‘Hong Kong 47’ trial: 14 pro-democracy activists found guilty of conspiracy to commit subversion

Forty-seven were charged over the holding of unofficial election primaries in 2020, with only 16 of them entering not-guilty pleas

The European Union, the United States and international human rights organisations have criticised the conviction of 14 Hong Kong democracy activists for subversion under a national-security law imposed by Beijing. The 14 were among 47 former politicians, academics, journalists and other activists charged with conspiracy to commit subversion.

Thirty-one of those arrested in dawn raids three years ago pleaded guilty and two were acquitted on Thursday, the first time anyone has received a verdict other than guilty since the national-security law was imposed in 2020. Prosecutors said they would appeal the not-guilty verdicts and the two men remain on bail pending the outcome of the appeal.

Sentencing of the 14 defendants found guilty on Thursday and the 31 who pleaded guilty will take place later this summer. The offences carry penalties of between three years and life in prison. The EU said the convictions marked a further deterioration of fundamental freedoms and democratic participation in Hong Kong.

“The EU is deeply concerned about the politically motivated prosecution of the 47 pro-democracy advocates, the prolonged pretrial detention and the denial of bail for a majority of the defendants, undermining confidence in the rule of law as enshrined in the Hong Kong Basic Law,” European External Action Service spokeswoman Nabila Massrali said.


“The case also puts into question Hong Kong’s commitment to openness and pluralism, which have been cornerstones of the city’s attractiveness as an international commercial and financial centre.”

The case centred on unofficial primaries organised by pro-democracy politicians in July 2020 ahead of planned legislative elections in Hong Kong. They hoped to boost their chances of winning a controlling majority in the legislature and to block government legislation until democracy activists’ demands were met.

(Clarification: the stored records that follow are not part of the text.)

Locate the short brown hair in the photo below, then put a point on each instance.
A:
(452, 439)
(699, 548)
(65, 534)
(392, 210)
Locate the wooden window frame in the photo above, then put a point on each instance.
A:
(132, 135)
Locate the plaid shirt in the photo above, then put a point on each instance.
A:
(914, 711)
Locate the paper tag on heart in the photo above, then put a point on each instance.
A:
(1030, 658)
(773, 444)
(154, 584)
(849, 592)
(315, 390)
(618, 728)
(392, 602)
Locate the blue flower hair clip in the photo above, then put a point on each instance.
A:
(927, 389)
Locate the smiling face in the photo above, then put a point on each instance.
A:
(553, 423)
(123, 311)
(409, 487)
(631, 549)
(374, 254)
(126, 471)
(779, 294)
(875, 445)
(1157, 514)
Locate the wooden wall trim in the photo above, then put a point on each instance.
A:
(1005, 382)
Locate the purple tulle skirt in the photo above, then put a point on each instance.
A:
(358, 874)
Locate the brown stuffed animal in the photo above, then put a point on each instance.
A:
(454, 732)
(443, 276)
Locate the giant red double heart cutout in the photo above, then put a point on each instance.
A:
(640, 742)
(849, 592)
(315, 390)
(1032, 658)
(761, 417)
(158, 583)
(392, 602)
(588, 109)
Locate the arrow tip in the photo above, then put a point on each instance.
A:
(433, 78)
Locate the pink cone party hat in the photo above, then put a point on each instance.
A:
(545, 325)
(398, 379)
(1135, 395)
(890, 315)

Prosecutors argued that the plan amounted to subversion because it would block the budget and halt the functioning of the administration. The panel of three judges rejected defence arguments that the defendants did not know they were breaking the new national-security law and that the legislation required an intention to commit violence for a subversion conviction.

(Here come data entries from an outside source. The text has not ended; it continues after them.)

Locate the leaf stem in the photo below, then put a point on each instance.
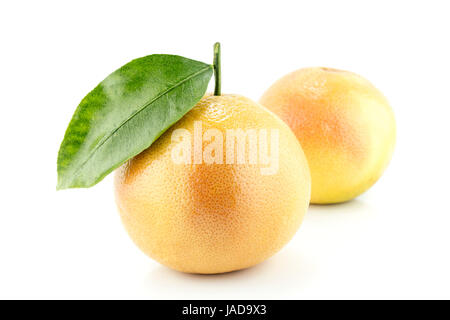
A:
(217, 73)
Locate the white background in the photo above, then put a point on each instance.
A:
(392, 242)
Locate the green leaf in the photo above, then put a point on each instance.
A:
(126, 113)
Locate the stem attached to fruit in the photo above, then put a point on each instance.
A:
(217, 75)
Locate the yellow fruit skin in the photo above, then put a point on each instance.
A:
(219, 217)
(344, 124)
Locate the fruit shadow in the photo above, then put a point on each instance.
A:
(356, 207)
(285, 272)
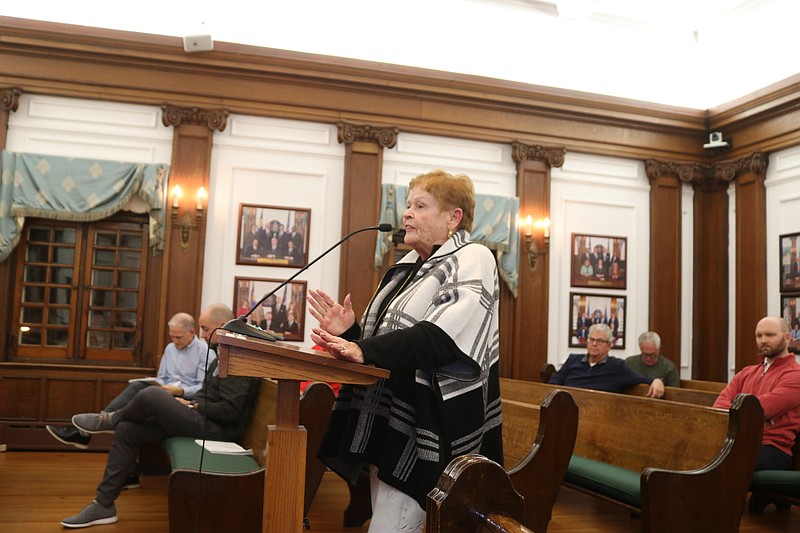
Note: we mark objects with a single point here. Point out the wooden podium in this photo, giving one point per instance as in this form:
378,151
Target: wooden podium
284,479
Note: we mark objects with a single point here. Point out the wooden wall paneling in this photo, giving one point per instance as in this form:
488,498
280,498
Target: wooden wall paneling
665,255
711,265
530,319
182,276
751,254
361,203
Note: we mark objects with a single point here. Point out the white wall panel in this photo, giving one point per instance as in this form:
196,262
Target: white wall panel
281,163
596,195
88,128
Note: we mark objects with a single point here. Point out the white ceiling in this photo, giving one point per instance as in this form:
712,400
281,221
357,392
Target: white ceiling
690,53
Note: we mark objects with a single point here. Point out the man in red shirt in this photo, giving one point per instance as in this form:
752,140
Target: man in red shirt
776,384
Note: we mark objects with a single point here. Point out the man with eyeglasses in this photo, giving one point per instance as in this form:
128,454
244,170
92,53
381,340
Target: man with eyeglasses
650,363
599,371
181,373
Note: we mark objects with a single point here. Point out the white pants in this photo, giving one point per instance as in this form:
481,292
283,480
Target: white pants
393,510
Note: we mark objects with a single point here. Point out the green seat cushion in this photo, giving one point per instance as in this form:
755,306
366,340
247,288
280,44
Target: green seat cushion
612,481
778,481
184,454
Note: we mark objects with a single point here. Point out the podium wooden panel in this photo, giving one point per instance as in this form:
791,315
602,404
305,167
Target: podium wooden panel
284,479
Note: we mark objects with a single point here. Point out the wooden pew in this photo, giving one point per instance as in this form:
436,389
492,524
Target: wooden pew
676,394
663,459
230,489
537,442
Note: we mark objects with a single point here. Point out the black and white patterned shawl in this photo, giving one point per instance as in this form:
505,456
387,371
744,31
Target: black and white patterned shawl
412,424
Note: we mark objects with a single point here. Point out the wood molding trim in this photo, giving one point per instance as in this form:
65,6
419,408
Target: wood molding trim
361,203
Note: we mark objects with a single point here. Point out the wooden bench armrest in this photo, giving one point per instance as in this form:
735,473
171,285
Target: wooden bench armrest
460,501
713,495
539,475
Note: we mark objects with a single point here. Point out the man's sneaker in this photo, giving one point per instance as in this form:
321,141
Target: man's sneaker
93,514
71,436
94,422
131,482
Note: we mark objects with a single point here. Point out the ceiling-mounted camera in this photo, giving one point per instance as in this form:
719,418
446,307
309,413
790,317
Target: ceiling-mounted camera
715,140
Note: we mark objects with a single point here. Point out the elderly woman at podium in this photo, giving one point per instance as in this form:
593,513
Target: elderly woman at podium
433,322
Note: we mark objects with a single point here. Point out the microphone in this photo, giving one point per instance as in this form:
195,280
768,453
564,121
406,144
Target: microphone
240,324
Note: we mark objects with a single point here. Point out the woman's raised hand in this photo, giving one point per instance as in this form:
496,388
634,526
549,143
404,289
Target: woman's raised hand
333,317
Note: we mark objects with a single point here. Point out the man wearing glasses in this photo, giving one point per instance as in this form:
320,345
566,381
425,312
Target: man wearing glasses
599,371
181,373
650,363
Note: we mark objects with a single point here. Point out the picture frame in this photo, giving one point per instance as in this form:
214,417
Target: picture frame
789,247
790,311
284,312
587,309
599,261
272,236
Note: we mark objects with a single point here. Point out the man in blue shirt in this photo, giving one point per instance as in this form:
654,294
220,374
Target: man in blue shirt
181,373
599,371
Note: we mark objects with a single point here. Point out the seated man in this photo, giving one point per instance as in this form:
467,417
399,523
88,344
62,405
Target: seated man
219,412
650,363
776,383
180,373
599,371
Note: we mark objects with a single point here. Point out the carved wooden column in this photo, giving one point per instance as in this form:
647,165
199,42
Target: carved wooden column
711,266
361,201
524,320
9,102
665,252
751,251
182,275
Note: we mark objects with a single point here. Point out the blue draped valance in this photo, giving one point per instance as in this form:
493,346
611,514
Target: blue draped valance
494,226
81,190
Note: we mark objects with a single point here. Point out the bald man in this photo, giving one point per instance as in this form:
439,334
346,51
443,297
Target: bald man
776,383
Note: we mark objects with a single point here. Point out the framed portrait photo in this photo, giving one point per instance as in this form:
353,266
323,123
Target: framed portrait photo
790,311
283,312
790,262
599,261
272,235
588,309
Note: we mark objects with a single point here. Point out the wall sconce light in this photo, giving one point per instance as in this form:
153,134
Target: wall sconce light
530,243
186,225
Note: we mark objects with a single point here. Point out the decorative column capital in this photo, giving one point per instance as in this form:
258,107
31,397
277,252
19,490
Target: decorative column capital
349,133
175,116
9,98
700,173
550,155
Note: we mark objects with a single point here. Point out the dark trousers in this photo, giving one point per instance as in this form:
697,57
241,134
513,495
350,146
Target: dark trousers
771,458
152,415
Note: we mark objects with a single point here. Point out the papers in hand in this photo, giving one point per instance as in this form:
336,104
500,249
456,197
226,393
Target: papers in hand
218,446
151,381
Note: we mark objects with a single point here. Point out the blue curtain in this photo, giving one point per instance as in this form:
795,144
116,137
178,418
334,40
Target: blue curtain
82,190
494,227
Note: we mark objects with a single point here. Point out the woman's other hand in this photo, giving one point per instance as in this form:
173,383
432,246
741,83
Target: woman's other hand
333,317
337,346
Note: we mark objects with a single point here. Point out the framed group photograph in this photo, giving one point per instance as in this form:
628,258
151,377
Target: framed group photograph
790,309
599,261
272,235
284,312
790,262
589,309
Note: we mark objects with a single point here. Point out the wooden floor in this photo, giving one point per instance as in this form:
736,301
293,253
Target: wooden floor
38,489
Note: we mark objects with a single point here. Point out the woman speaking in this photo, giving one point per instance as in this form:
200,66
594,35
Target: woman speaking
433,322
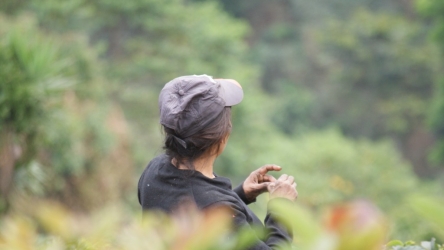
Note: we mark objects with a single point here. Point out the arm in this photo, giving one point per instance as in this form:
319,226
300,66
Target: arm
275,234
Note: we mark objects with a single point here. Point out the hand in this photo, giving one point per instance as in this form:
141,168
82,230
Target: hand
257,182
284,187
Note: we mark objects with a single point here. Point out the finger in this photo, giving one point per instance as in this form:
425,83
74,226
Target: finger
272,186
283,177
269,178
290,179
270,167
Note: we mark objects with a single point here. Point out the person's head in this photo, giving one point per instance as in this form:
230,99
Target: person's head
195,112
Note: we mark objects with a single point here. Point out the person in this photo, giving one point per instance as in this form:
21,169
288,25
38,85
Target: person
195,112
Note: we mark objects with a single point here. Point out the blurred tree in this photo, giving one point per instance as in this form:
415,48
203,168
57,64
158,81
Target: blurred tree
32,81
146,43
435,11
59,134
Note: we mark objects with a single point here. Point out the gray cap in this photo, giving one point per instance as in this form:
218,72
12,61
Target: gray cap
189,103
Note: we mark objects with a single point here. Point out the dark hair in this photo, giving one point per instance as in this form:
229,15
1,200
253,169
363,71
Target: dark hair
200,143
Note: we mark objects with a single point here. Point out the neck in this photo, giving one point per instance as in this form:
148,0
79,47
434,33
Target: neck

Amnesty International’s China director Sarah Brooks described the trial as a sham and said the verdicts sent a message to anyone who opposed the government in Hong Kong to stay quiet or face jail.

“This unprecedented mass conviction is the most ruthless illustration yet of how Hong Kong’s national-security law is weaponised to silence dissent. It represents a near-total purge of the political opposition and highlights the rapid disintegration of human rights in Hong Kong,” she said.

“To imprison these men and women, having already kept most of the 47 in pretrial detention for more than three years, is a brazen injustice. None of those convicted have committed an internationally recognised crime; they have been targeted simply for exercising their rights to freedom of expression, association and participation in public affairs.”

China’s foreign ministry spokeswoman Mao Ning accused foreign governments of attempting to smear Hong Kong and its justice system and expressed support for the application of the national-security law.

“Hong Kong is a society under the rule of law. To abide by the law and bring lawbreakers to justice is a basic principle. No one should be allowed to use democracy as a pretext to engage in unlawful activities and escape justice,” she said.